A) En matière d’hébergement
Dès lors que le maître d’ouvrage ou le donneur d’ordre est informé par écrit par un agent de contrôle (compétent en matière de travail illégal selon l’article L8271-2 du code du travail) du fait que des salariés de son cocontractant ou d’une entreprise sous-traitante (directe ou indirecte) sont soumis à des conditions d’hébergement collectif incompatibles avec la dignité humaine au sens du code pénal, il a l’obligation de lui enjoindre aussitôt par écrit de faire cesser sans délai la situation.

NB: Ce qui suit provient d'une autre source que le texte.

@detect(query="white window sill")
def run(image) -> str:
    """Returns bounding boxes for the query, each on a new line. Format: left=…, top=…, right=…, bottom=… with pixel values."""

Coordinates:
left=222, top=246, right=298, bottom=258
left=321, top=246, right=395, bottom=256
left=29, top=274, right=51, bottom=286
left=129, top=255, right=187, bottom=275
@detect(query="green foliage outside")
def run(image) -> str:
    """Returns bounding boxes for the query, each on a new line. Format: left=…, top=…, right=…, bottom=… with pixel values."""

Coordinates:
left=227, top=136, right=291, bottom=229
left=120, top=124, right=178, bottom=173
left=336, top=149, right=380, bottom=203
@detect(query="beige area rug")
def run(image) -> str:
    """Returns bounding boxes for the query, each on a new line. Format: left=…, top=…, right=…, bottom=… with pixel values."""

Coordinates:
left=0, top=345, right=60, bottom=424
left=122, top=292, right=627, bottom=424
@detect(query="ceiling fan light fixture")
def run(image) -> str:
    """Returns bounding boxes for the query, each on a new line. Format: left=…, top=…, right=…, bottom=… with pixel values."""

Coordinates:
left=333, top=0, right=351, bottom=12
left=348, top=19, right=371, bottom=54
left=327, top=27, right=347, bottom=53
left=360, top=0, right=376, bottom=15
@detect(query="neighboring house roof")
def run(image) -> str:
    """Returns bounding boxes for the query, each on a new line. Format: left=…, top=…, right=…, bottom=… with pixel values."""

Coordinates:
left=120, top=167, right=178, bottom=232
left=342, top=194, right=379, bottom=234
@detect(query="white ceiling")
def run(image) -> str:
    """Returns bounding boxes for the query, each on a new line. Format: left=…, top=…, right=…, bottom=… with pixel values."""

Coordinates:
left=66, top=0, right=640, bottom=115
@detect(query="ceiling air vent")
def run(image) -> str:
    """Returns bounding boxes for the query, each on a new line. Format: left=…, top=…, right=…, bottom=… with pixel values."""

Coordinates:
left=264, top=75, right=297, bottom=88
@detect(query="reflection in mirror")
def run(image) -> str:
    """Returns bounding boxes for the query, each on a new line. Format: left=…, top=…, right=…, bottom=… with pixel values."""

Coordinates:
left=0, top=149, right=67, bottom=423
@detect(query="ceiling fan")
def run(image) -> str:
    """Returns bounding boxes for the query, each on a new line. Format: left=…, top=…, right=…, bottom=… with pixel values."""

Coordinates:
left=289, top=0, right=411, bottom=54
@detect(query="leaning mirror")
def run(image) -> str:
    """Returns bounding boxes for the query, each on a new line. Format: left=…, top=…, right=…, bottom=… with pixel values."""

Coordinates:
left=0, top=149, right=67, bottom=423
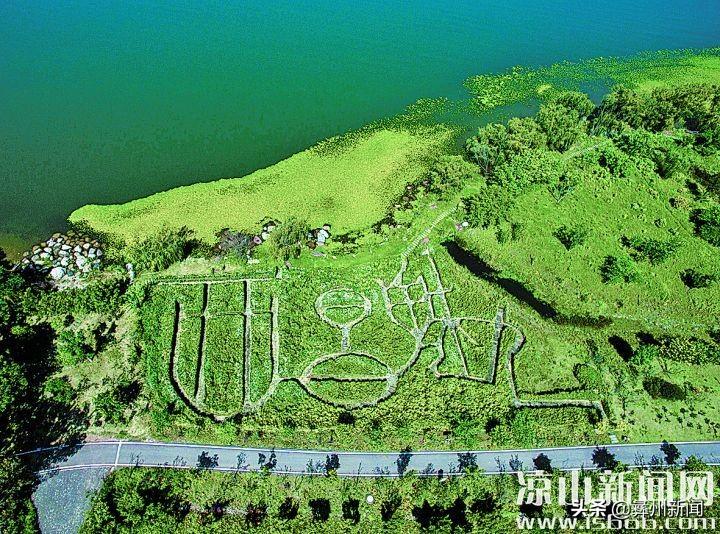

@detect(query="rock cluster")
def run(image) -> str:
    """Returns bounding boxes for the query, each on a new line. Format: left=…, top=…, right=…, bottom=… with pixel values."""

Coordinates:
left=308, top=224, right=330, bottom=249
left=20, top=232, right=103, bottom=281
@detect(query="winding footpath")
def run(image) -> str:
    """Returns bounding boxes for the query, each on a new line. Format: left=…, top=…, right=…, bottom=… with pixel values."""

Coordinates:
left=24, top=440, right=720, bottom=534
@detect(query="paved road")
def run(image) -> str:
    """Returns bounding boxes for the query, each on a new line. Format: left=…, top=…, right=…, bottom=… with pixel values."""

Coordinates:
left=26, top=441, right=720, bottom=534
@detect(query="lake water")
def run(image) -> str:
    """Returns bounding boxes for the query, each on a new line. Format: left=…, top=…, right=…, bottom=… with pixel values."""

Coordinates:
left=0, top=0, right=720, bottom=252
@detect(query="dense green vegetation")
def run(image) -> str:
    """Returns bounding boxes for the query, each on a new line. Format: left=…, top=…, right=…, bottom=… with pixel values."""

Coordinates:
left=81, top=462, right=719, bottom=534
left=70, top=126, right=452, bottom=247
left=0, top=51, right=720, bottom=531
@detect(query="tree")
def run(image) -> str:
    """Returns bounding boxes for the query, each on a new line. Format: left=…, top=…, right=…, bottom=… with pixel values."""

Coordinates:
left=258, top=449, right=277, bottom=471
left=245, top=503, right=267, bottom=527
left=458, top=452, right=477, bottom=473
left=553, top=225, right=588, bottom=250
left=342, top=499, right=360, bottom=525
left=535, top=104, right=585, bottom=152
left=552, top=91, right=595, bottom=119
left=196, top=451, right=218, bottom=469
left=573, top=363, right=602, bottom=391
left=125, top=226, right=193, bottom=271
left=592, top=446, right=619, bottom=471
left=278, top=497, right=300, bottom=520
left=380, top=494, right=402, bottom=522
left=308, top=499, right=330, bottom=521
left=395, top=447, right=412, bottom=476
left=533, top=452, right=552, bottom=473
left=600, top=255, right=638, bottom=284
left=690, top=205, right=720, bottom=247
left=268, top=217, right=310, bottom=260
left=643, top=376, right=686, bottom=400
left=427, top=156, right=480, bottom=195
left=465, top=123, right=508, bottom=176
left=325, top=454, right=340, bottom=475
left=462, top=185, right=515, bottom=228
left=660, top=441, right=680, bottom=465
left=682, top=454, right=708, bottom=471
left=506, top=117, right=547, bottom=154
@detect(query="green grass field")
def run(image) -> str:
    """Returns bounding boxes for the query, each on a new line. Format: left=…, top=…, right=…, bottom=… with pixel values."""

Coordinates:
left=465, top=48, right=720, bottom=113
left=54, top=50, right=720, bottom=450
left=69, top=126, right=453, bottom=242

A défaut de régularisation de la situation, le maître d’ouvrage ou le donneur d’ordre est tenu de prendre à sa charge l’hébergement collectif des salariés dans des conditions conformes aux exigences réglementaires applicables en matière d’hygiène, santé et sécurité (R4228-26 et suivants du code du travail). Il devient donc débiteur de cette obligation.

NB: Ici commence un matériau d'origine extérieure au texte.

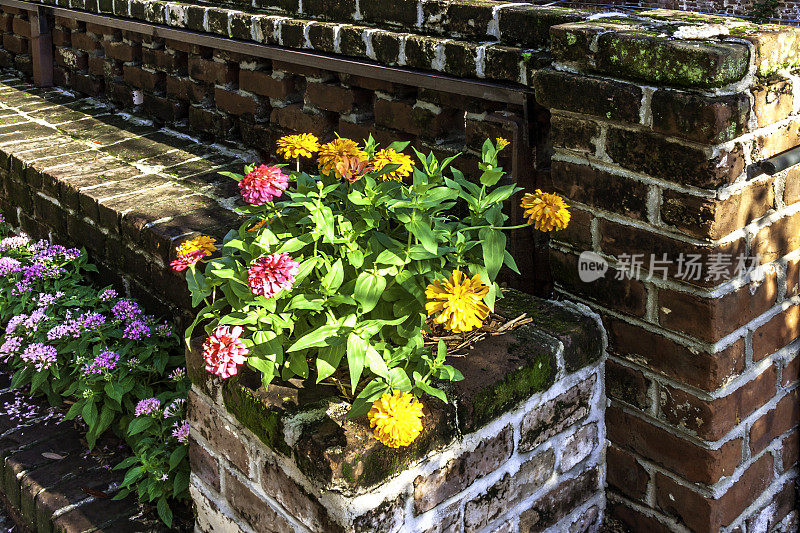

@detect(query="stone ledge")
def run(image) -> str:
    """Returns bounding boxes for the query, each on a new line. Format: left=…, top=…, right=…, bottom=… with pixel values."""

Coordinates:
left=186, top=291, right=604, bottom=493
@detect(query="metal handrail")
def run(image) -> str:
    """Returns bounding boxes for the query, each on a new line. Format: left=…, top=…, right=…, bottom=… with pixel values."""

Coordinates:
left=0, top=0, right=533, bottom=105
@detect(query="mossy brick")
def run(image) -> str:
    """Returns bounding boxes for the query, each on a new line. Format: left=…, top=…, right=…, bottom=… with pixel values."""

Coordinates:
left=280, top=20, right=309, bottom=48
left=483, top=45, right=523, bottom=81
left=293, top=397, right=456, bottom=495
left=650, top=89, right=750, bottom=144
left=444, top=40, right=478, bottom=78
left=595, top=32, right=750, bottom=88
left=422, top=0, right=497, bottom=41
left=371, top=31, right=403, bottom=65
left=606, top=128, right=745, bottom=189
left=359, top=0, right=418, bottom=30
left=339, top=26, right=368, bottom=57
left=533, top=69, right=642, bottom=124
left=308, top=22, right=337, bottom=53
left=406, top=35, right=442, bottom=70
left=205, top=8, right=229, bottom=35
left=303, top=0, right=356, bottom=22
left=499, top=6, right=590, bottom=49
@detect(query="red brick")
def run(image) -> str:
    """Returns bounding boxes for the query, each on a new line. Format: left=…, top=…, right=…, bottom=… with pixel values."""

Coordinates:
left=11, top=17, right=31, bottom=39
left=781, top=431, right=800, bottom=472
left=658, top=272, right=778, bottom=342
left=661, top=183, right=775, bottom=239
left=551, top=161, right=648, bottom=219
left=189, top=56, right=237, bottom=85
left=214, top=87, right=259, bottom=115
left=72, top=33, right=100, bottom=53
left=122, top=65, right=166, bottom=91
left=606, top=359, right=653, bottom=411
left=550, top=249, right=647, bottom=316
left=753, top=305, right=800, bottom=361
left=750, top=389, right=800, bottom=455
left=752, top=213, right=800, bottom=263
left=604, top=318, right=744, bottom=391
left=660, top=365, right=778, bottom=441
left=306, top=81, right=369, bottom=114
left=103, top=41, right=142, bottom=61
left=606, top=444, right=650, bottom=502
left=606, top=405, right=742, bottom=485
left=656, top=454, right=773, bottom=533
left=600, top=216, right=745, bottom=287
left=239, top=69, right=297, bottom=98
left=552, top=205, right=594, bottom=251
left=270, top=104, right=335, bottom=139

B) En matière d’application de la législation du travail
Un mécanisme similaire est prévu.
Dès lors que le donneur d’ordre ou le maitre d’ouvrage est informé (par écrit) par un agent de contrôle d’une infraction aux dispositions légales et/ou conventionnelles applicables aux salariés d’un sous-traitant direct ou indirect, il est tenu de mettre en demeure, par écrit, le sous-traitant de faire cesser la situation sans délai.

Le texte précise les infractions visées, soit 9 thèmes :
- Libertés individuelles et collectives dans la relation de travail ;
- Discriminations et égalités professionnelles entre les hommes et les femmes ;
- Protection de la maternité, congés de maternité et de paternité…
- Conditions de mise à disposition et garanties dues aux salariés par les entreprises exerçant une activité de travail temporaire ;
- Exercice du droit de grève ;
- Durée du travail, repos compensateurs, jours fériés, congés annuels payés, travail de nuit des jeunes travailleurs ;
- Conditions d’assujettissement aux caisses de congés et intempéries ;
- Salaire minimum et paiement du salaire, y compris les majorations pour les heures supplémentaires ;
- Règles relatives à la santé et sécurité au travail, âge d’admission au travail, emploi des enfants.

Le sous-traitant informe, par écrit, le maitre d’ouvrage ou donneur d’ordre de la régularisation de la situation, ce dernier transmet une copie à l’agent de contrôle.

En l’absence de réponse écrite du sous-traitant dans un délai qui sera fixé en Conseil d’Etat, le maitre d’ouvrage ou donneur d’ordre informe aussitôt l’agent de contrôle.

Le même dispositif est prévu en cas d’information écrite par un agent de contrôle du non-paiement en tout ou partie du salaire minimum légal ou conventionnel dû aux salariés du sous-traitant ou cocontractant (ou encore le cocontractant d’un sous-traitant). Il appartient alors au donneur d’ordre ou maître d’ouvrage, d’enjoindre aussitôt par écrit au sous-traitant ou cocontractant de régulariser la situation.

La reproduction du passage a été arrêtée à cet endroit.